Just such a time as, looking back upon,
One feels how good it is to have a past.
Sometimes God giveth his beloved in sleep
Gifts which the waking and the watching miss;
And in the quiet of the interval
Between his Azrael's knock and entering in,
He giveth gifts of yet more passing worth,
For those who go and those who stay behind.
And on a day, before this time was o'er,
There came two ladies down to Villiers Keep,
And one of them was old, and one was young,
And both were beautiful to look upon:
The Lady Alice Vere, and Lucy, her niece.

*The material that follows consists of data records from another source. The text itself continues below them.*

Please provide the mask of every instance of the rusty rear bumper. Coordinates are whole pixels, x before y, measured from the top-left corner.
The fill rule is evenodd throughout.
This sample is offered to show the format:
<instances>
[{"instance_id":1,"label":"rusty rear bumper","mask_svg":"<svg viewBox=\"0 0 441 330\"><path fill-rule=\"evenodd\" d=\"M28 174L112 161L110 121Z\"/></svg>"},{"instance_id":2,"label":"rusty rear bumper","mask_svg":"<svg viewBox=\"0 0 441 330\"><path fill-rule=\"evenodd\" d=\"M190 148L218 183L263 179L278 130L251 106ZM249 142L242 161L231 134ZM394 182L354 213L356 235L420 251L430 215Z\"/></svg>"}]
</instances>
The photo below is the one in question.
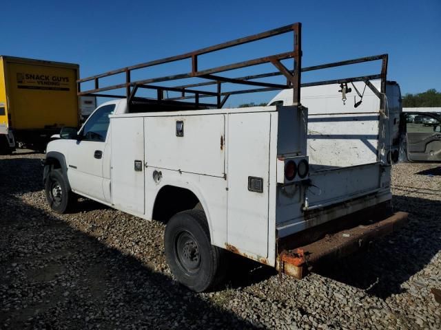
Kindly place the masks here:
<instances>
[{"instance_id":1,"label":"rusty rear bumper","mask_svg":"<svg viewBox=\"0 0 441 330\"><path fill-rule=\"evenodd\" d=\"M397 212L379 221L340 230L293 250L284 250L277 258L276 267L280 273L302 278L313 267L351 254L407 221L407 213Z\"/></svg>"}]
</instances>

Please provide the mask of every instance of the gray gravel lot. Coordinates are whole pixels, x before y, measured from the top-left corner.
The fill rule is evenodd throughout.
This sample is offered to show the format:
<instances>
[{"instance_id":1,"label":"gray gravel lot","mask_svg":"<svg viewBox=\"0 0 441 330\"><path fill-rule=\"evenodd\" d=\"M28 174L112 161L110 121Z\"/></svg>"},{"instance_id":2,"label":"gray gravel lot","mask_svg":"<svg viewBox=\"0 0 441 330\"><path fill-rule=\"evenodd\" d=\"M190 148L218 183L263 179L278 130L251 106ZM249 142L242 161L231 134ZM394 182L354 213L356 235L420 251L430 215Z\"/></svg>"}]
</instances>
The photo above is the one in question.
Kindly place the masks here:
<instances>
[{"instance_id":1,"label":"gray gravel lot","mask_svg":"<svg viewBox=\"0 0 441 330\"><path fill-rule=\"evenodd\" d=\"M171 277L164 225L81 199L62 216L43 155L0 156L0 329L441 329L441 168L393 168L400 232L300 281L232 258L218 291Z\"/></svg>"}]
</instances>

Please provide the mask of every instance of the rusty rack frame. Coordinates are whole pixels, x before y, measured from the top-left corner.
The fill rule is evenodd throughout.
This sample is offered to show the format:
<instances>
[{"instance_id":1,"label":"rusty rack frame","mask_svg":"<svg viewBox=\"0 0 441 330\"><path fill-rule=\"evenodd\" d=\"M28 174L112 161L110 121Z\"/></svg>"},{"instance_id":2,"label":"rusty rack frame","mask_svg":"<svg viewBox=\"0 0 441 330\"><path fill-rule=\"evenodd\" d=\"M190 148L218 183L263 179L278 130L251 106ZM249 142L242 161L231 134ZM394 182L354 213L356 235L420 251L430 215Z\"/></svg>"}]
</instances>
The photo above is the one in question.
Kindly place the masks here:
<instances>
[{"instance_id":1,"label":"rusty rack frame","mask_svg":"<svg viewBox=\"0 0 441 330\"><path fill-rule=\"evenodd\" d=\"M366 84L371 88L374 93L382 100L381 94L385 93L386 89L386 75L387 71L387 54L378 55L375 56L363 57L352 60L344 60L341 62L336 62L332 63L316 65L313 67L302 67L302 47L301 47L301 23L296 23L289 25L283 26L276 29L266 31L252 36L244 38L240 38L232 41L223 43L214 46L202 48L201 50L191 52L176 56L167 57L159 60L152 60L141 63L131 67L124 67L122 69L110 71L104 74L92 76L76 80L78 95L79 96L94 96L98 97L105 98L127 98L127 106L130 109L131 104L135 102L153 102L157 105L174 105L174 106L185 106L189 107L190 109L201 109L204 107L216 107L222 108L225 102L231 95L242 94L246 93L256 93L260 91L268 91L274 90L280 90L287 88L293 89L293 101L294 104L300 104L300 87L316 86L320 85L327 85L332 83L345 83L353 81L365 81ZM238 46L245 43L256 41L258 40L270 38L271 36L278 36L289 32L294 32L293 39L293 50L287 52L283 52L274 55L267 56L254 58L252 60L238 62L236 63L223 65L220 67L213 67L200 70L198 68L198 56L212 53L227 48ZM292 58L294 60L294 69L289 70L281 62L283 60ZM157 78L151 78L141 80L132 81L131 73L134 70L144 69L149 67L153 67L162 64L170 63L182 60L191 59L191 70L186 74L175 74L172 76L161 76ZM330 67L339 67L342 65L349 65L351 64L360 63L363 62L369 62L372 60L382 60L381 73L380 74L364 76L358 77L346 78L343 79L335 79L332 80L322 80L314 82L308 82L300 84L301 72L318 70ZM222 76L218 76L215 74L225 72L227 71L241 69L247 67L251 67L265 63L271 63L277 69L277 72L256 74L252 76L242 76L238 78L227 78ZM125 76L125 82L124 83L114 85L112 86L100 87L100 79L115 76L117 74L124 74ZM269 82L264 82L261 81L254 81L256 79L263 78L272 77L276 76L284 76L287 78L286 85L274 84ZM207 79L209 81L194 84L178 85L175 87L158 86L152 85L157 82L163 82L172 80L178 80L180 79L189 78L201 78ZM381 91L378 91L373 85L370 82L372 79L381 79ZM94 88L87 91L81 91L81 84L94 81ZM229 91L222 91L222 84L232 83L238 85L249 85L258 87L260 88L254 88L250 89L238 89ZM194 87L205 87L209 85L217 85L216 91L203 91L200 89L194 89ZM118 94L102 94L103 91L114 89L125 89L125 95ZM147 98L138 97L136 96L139 89L153 89L157 91L157 97L154 98ZM181 93L181 96L174 98L165 98L164 91L174 91ZM216 104L203 103L200 102L202 98L216 98ZM194 103L188 102L179 102L184 100L194 100ZM382 106L381 107L382 109Z\"/></svg>"}]
</instances>

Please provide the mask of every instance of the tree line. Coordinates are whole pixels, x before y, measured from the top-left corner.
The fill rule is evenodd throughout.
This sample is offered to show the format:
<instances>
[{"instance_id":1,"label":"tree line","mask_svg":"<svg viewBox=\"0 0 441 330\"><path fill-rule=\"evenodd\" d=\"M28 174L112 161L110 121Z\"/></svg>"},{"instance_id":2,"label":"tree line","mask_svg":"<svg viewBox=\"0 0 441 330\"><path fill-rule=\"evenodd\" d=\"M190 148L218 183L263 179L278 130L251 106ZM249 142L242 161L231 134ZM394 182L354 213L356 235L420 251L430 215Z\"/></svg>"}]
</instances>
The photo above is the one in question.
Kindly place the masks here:
<instances>
[{"instance_id":1,"label":"tree line","mask_svg":"<svg viewBox=\"0 0 441 330\"><path fill-rule=\"evenodd\" d=\"M407 93L402 97L402 107L404 108L441 107L441 92L431 89L423 93L415 94Z\"/></svg>"}]
</instances>

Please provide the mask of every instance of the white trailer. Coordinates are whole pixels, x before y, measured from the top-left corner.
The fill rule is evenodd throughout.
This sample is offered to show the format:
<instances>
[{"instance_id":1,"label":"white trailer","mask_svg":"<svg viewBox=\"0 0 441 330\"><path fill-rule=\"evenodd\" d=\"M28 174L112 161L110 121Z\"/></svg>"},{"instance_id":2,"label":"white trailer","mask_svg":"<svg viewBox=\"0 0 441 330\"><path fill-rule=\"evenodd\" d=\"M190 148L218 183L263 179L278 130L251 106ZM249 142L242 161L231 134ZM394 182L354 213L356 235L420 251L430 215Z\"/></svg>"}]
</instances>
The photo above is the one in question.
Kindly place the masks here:
<instances>
[{"instance_id":1,"label":"white trailer","mask_svg":"<svg viewBox=\"0 0 441 330\"><path fill-rule=\"evenodd\" d=\"M167 221L167 263L175 278L195 291L207 289L222 278L227 251L301 278L311 265L344 256L396 229L407 214L391 208L391 146L386 141L391 126L381 100L375 113L369 114L373 117L369 140L376 146L376 152L371 152L374 156L353 164L356 156L349 149L345 151L353 153L349 157L329 157L327 151L322 157L314 155L311 162L308 155L308 109L299 102L300 72L288 72L279 61L294 58L300 67L300 26L121 69L126 72L123 86L127 98L101 104L79 131L65 128L60 140L49 144L43 180L51 208L65 212L73 194L78 194L146 220ZM198 70L201 54L289 31L296 41L291 52ZM130 81L131 69L182 58L192 59L190 73ZM361 81L384 93L387 56L369 58L383 61L381 91L370 82L374 78ZM222 82L284 89L283 85L250 81L252 77L211 75L259 63L273 63L287 76L293 85L294 104L222 109L233 93L223 94ZM338 65L342 64L326 65ZM98 87L100 78L121 72L79 83L94 80ZM148 85L197 76L212 80L217 91ZM119 88L121 84L79 94ZM136 96L139 89L157 91L157 98ZM182 93L181 100L192 94L194 103L165 99L163 91ZM217 102L201 103L204 96ZM351 116L339 115L342 122L347 122L347 115ZM327 116L326 109L320 116ZM343 146L335 151L342 152Z\"/></svg>"}]
</instances>

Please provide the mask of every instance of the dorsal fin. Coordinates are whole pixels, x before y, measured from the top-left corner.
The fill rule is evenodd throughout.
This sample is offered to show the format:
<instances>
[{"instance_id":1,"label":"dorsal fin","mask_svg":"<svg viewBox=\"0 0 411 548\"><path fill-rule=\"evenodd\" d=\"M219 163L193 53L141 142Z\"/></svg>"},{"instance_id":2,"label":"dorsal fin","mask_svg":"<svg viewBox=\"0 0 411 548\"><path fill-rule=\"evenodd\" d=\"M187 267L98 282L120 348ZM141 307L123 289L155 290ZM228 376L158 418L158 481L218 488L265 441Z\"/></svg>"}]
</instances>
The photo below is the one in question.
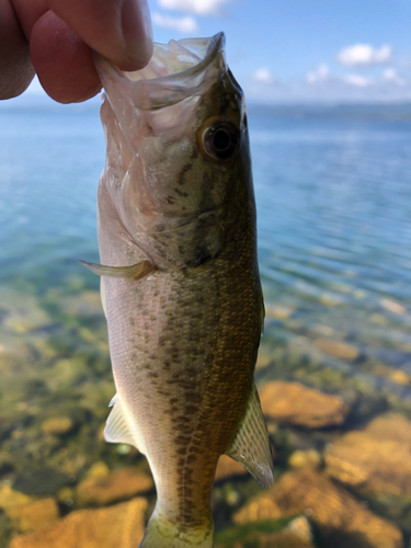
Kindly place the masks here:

Then Michael watched, with eyes of one who sees
A shining fairer than the morning star's,
As Lucy stood beside his uncle's bed,
And bended down that fairest face of hers
To kiss him on the brow and on the cheek.
And old Sir William took from off his hand
His ring graved with the crest his sires had borne
Long generations back, on battle-field,
The Villiers pelican in her piety,
And bad her give it Michael; and she took
The ring, and kissed, and held, while Michael's hand

69

Bared itself of the little diamond hoop
Wherewith his father had sealed his mother's troth.
And after this exchanging of the rings,
Sir William held their hands awhile in his,
Smiling as one who is very glad at heart,
With gladness of the future and the now.
And then he let them go, and laid himself
To sleep in that sweet upper chamber, Peace,
Which looketh toward the rising of the sun.